SNRNP-SUBSTRATE INTERACTIONS IN S POMBE SPLICING

SNRNP-底物相互作用在 S Pombe 剪接中的作用

基本信息

批准号：
3294082
负责人：
JO ANN WISE
金额：
$ 18.03万
依托单位：
UNIVERSITY OF ILLINOIS AT URBANA-CHAMPAIGN
依托单位国家：
美国
项目类别：
财政年份：
1987
资助国家：
美国
起止时间：
1987-08-01 至 1995-08-31
项目状态：
已结题

来源：
https://reporter.nih.gov/project-details/3294082
关键词：
RNA splicing Schizosaccharomyces pombe fungal genetics genetic manipulation messenger RNA molecular cloning nucleic acid sequence small nuclear RNA tissue /cell culture

项目摘要

DESCRIPTION: (Adapted for applicant's abstract): The site of nuclear pre-messenger RNA splicing is a complex structure the size of a ribosomal subunit known as the spliceosome.
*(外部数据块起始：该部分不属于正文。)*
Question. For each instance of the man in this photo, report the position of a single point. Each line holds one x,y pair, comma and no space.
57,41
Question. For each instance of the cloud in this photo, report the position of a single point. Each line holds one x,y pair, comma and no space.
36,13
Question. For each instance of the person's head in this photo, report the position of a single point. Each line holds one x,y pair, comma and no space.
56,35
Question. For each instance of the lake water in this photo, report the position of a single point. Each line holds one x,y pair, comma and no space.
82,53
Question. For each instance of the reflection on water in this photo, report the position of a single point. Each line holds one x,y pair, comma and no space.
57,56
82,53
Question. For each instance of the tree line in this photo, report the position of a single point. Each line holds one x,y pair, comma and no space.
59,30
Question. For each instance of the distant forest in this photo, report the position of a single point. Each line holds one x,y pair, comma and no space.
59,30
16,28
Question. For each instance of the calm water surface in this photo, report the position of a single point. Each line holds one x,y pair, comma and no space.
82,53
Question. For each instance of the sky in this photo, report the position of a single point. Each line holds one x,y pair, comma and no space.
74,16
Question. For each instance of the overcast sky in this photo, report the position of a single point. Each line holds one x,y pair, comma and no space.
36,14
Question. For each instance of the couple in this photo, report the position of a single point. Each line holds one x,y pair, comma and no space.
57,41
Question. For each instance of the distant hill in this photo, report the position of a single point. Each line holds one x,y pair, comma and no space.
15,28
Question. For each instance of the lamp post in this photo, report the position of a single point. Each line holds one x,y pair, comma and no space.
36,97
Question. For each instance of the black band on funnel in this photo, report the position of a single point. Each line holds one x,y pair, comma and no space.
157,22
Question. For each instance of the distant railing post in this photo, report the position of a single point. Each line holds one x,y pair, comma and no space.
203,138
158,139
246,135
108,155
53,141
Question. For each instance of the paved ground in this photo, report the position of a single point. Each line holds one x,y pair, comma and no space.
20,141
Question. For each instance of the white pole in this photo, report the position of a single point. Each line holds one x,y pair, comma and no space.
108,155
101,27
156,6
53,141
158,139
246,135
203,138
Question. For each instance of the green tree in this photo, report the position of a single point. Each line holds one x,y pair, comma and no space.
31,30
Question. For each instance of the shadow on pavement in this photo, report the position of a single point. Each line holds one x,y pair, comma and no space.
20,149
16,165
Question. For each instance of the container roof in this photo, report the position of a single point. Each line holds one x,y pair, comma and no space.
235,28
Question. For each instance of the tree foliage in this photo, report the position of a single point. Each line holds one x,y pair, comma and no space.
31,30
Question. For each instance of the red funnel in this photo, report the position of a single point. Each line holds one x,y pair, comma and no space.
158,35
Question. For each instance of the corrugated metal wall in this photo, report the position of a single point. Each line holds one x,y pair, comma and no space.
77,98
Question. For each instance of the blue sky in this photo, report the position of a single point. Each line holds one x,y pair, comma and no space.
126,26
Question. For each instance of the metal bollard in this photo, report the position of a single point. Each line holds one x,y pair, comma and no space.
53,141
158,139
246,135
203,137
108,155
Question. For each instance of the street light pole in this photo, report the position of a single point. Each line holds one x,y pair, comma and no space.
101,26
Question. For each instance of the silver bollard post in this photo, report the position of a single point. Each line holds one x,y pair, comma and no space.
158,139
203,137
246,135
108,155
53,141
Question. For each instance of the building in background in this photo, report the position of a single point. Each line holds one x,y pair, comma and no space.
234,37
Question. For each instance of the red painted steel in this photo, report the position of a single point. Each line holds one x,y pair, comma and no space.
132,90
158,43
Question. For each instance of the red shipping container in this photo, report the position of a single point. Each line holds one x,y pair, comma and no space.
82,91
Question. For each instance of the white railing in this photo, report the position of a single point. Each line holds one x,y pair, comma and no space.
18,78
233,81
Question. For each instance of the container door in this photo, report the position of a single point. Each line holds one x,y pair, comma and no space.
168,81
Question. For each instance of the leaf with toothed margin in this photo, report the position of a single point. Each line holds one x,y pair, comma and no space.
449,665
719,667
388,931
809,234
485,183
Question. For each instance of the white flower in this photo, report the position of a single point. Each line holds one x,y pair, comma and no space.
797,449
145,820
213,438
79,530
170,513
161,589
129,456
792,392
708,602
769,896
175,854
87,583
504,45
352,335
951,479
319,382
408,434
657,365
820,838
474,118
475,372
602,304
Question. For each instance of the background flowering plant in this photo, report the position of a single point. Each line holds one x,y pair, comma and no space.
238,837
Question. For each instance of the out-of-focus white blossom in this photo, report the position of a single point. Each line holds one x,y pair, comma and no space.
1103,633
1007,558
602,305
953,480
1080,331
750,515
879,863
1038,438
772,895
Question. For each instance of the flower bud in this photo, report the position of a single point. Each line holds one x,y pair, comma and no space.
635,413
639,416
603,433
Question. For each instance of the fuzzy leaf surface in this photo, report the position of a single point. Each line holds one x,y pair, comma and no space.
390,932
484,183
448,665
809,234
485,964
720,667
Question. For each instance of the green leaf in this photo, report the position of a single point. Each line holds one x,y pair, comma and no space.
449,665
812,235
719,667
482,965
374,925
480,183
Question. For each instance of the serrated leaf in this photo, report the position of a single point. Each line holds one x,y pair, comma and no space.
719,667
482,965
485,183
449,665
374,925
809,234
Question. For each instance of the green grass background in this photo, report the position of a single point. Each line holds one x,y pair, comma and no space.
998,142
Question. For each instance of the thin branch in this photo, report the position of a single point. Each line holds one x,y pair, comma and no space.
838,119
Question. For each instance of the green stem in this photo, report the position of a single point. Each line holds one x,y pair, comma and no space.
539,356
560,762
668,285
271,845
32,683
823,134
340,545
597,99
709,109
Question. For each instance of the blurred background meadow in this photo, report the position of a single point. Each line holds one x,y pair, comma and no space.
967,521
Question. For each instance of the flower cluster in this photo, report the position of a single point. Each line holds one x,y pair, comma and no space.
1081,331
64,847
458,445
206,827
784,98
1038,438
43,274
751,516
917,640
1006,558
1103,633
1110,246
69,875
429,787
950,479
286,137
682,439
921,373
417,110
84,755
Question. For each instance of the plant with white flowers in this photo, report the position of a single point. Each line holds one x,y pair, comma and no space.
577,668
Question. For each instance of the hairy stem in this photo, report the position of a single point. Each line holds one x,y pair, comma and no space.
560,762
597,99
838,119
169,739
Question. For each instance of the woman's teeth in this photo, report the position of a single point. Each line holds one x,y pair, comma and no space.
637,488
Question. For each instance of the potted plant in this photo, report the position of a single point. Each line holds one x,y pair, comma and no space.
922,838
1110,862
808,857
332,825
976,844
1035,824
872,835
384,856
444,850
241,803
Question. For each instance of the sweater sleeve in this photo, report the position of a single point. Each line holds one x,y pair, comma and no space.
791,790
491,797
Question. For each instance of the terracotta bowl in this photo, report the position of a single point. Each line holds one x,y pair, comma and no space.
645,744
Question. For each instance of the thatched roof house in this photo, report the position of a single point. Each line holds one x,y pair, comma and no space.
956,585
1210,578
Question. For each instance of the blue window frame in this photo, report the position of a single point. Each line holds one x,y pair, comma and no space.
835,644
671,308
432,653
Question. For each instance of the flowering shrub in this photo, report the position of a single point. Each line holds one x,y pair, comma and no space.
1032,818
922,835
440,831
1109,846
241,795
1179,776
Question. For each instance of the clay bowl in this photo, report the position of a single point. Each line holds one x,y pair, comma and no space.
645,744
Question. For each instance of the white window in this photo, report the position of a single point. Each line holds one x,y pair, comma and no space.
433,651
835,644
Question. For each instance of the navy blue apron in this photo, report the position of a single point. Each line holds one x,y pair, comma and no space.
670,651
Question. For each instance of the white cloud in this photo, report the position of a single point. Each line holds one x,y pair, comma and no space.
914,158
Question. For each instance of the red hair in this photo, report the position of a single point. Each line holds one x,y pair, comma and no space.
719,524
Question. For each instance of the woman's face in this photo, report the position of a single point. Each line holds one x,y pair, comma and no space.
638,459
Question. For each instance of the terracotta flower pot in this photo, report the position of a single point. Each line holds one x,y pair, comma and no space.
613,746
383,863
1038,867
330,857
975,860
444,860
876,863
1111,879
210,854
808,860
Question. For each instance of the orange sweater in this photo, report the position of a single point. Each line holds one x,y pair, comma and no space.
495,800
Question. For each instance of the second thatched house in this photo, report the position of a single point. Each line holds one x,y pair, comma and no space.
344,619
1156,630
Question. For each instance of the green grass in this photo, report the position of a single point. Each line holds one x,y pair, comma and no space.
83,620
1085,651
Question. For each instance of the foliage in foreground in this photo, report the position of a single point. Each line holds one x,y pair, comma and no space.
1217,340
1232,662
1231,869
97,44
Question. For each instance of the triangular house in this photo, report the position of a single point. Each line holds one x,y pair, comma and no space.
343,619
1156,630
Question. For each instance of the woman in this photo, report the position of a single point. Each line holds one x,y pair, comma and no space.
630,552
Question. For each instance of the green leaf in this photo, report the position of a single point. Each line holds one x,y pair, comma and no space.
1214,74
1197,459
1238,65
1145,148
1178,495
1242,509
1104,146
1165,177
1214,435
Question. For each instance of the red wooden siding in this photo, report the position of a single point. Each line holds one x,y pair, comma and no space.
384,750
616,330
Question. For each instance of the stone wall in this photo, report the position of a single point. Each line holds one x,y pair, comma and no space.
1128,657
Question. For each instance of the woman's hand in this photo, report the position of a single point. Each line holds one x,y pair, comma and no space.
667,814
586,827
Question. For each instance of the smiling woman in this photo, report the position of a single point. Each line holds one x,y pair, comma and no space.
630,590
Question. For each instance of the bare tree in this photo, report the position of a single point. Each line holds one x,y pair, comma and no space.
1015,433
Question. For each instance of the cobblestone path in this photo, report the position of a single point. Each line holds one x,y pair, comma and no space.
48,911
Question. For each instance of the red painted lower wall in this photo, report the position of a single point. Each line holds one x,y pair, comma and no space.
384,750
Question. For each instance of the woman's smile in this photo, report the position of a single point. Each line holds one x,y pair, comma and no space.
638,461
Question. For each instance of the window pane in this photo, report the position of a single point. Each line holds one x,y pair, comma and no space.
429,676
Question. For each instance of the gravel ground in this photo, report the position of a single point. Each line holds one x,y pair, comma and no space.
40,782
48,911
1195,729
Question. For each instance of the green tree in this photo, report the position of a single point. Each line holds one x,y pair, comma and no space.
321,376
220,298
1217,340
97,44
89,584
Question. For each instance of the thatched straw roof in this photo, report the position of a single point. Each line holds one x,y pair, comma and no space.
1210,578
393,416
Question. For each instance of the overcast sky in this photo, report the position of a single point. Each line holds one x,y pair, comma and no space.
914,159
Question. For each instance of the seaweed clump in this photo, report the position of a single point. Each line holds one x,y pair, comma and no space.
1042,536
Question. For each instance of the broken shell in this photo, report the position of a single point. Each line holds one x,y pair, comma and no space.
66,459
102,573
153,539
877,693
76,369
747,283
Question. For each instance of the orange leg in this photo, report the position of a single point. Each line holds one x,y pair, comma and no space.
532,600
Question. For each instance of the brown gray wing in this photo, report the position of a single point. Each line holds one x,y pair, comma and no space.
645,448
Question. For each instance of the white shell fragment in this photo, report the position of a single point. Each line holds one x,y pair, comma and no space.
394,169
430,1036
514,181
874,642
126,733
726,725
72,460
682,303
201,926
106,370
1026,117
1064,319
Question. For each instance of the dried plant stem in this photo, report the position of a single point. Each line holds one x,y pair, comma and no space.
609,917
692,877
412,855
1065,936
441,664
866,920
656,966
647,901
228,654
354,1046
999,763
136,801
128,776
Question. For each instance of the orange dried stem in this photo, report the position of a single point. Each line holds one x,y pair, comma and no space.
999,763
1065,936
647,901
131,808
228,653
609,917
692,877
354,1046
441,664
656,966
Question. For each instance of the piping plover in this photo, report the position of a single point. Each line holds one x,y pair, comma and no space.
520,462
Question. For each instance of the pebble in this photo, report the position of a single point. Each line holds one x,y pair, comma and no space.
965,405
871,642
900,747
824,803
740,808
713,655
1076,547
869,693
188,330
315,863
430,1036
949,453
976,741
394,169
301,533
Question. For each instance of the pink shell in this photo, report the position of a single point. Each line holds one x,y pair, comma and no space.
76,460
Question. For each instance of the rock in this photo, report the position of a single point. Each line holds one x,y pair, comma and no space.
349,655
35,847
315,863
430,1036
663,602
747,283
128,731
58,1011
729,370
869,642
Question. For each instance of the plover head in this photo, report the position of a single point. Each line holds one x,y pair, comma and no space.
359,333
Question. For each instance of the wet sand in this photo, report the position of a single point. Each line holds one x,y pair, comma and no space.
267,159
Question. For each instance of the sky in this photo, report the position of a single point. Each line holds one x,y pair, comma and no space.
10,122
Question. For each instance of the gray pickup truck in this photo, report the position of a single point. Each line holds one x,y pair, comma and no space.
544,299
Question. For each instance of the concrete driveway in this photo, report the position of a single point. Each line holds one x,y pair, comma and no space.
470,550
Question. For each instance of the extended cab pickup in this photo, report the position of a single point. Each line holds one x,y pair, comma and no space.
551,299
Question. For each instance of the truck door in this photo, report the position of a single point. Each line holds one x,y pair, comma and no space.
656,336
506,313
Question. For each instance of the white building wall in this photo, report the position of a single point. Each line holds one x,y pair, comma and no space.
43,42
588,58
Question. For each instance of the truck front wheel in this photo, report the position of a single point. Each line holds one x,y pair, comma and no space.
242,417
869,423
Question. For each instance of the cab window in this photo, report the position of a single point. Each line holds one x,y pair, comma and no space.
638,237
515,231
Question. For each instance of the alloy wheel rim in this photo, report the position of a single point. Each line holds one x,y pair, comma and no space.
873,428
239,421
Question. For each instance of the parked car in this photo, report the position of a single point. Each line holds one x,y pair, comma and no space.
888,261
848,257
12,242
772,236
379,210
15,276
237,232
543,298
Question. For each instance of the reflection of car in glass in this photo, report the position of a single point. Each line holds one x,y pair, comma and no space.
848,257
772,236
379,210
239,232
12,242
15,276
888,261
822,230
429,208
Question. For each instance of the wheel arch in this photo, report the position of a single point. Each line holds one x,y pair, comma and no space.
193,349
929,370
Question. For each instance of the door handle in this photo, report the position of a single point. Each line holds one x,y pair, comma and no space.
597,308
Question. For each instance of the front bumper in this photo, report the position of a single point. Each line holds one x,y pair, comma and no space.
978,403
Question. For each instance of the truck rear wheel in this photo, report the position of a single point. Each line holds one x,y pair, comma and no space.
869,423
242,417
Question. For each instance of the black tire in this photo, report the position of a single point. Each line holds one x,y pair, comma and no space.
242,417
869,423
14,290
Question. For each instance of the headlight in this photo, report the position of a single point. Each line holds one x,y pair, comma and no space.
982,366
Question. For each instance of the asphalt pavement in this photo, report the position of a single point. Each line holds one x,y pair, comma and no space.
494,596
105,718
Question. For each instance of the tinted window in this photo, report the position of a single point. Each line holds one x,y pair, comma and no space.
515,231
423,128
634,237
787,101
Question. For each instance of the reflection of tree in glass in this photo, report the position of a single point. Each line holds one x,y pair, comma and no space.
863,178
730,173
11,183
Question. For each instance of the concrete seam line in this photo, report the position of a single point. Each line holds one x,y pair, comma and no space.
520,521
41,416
Many of its components remain to be identified, and only a small subset have been characterized at the molecular level. While the general mechanism of splicing is conserved through evolution, more detailed studies have revealed differences both in the structures of the snRNAs which lie at the heart of the machinery and in the signals they recognize in the substrate, among others. The applicant has embarked on an analysis of pre-mRNA splicing in the fission yeast Schizosaccharomyces pombe because its vast phylogenetic separation from organisms in which splicing has been more extensively studied makes it ideal for distinguishing those facets universal to all eukaryotes from other, group-specific, specializations of the ancestral mechanism. An additional advantage of this organism is its amenability to genetic manipulation both by classical and modern methods. The applicant will focus most intensively on exploring all aspects of U1 snRNP function. First, in vitro mutagenesis of the U1 snRNA gene and model splicing substrates followed by transformation and phenotypic analysis will be used to characterize their interactions; in addition to providing phylogenetic perspective on differences in 5' junction recognition observed by previous investigators, these studies will test a model the applicants have developed for hydrogen bonding of U1 to the 3' junction. An open-ended mutagenesis strategy will allow the investigator to identify residues of the U1 snRNA proteins important for spliceosome assembly and perhaps other, as yet unsuspected, functions. Suppression of splicing defects that cannot be fully rescued by compensatory mutations in an snRNA will be used to identify non-snRNP factors that interact with splicing signals. Secondary goals of the program will be to examine the evolutionary origin and functional significance of the intron in the U6 snRNA gene, and the significance of a potential interaction of U5 snRNA with the 5' splice site. Interactions identified on the basis of in vivo experiments will be examined in detail using a homologous in vitro splicing extract, which will allow us to observe intermediate steps in spliceosome assembly in order to determine the biochemical basis of mutant phenotypes.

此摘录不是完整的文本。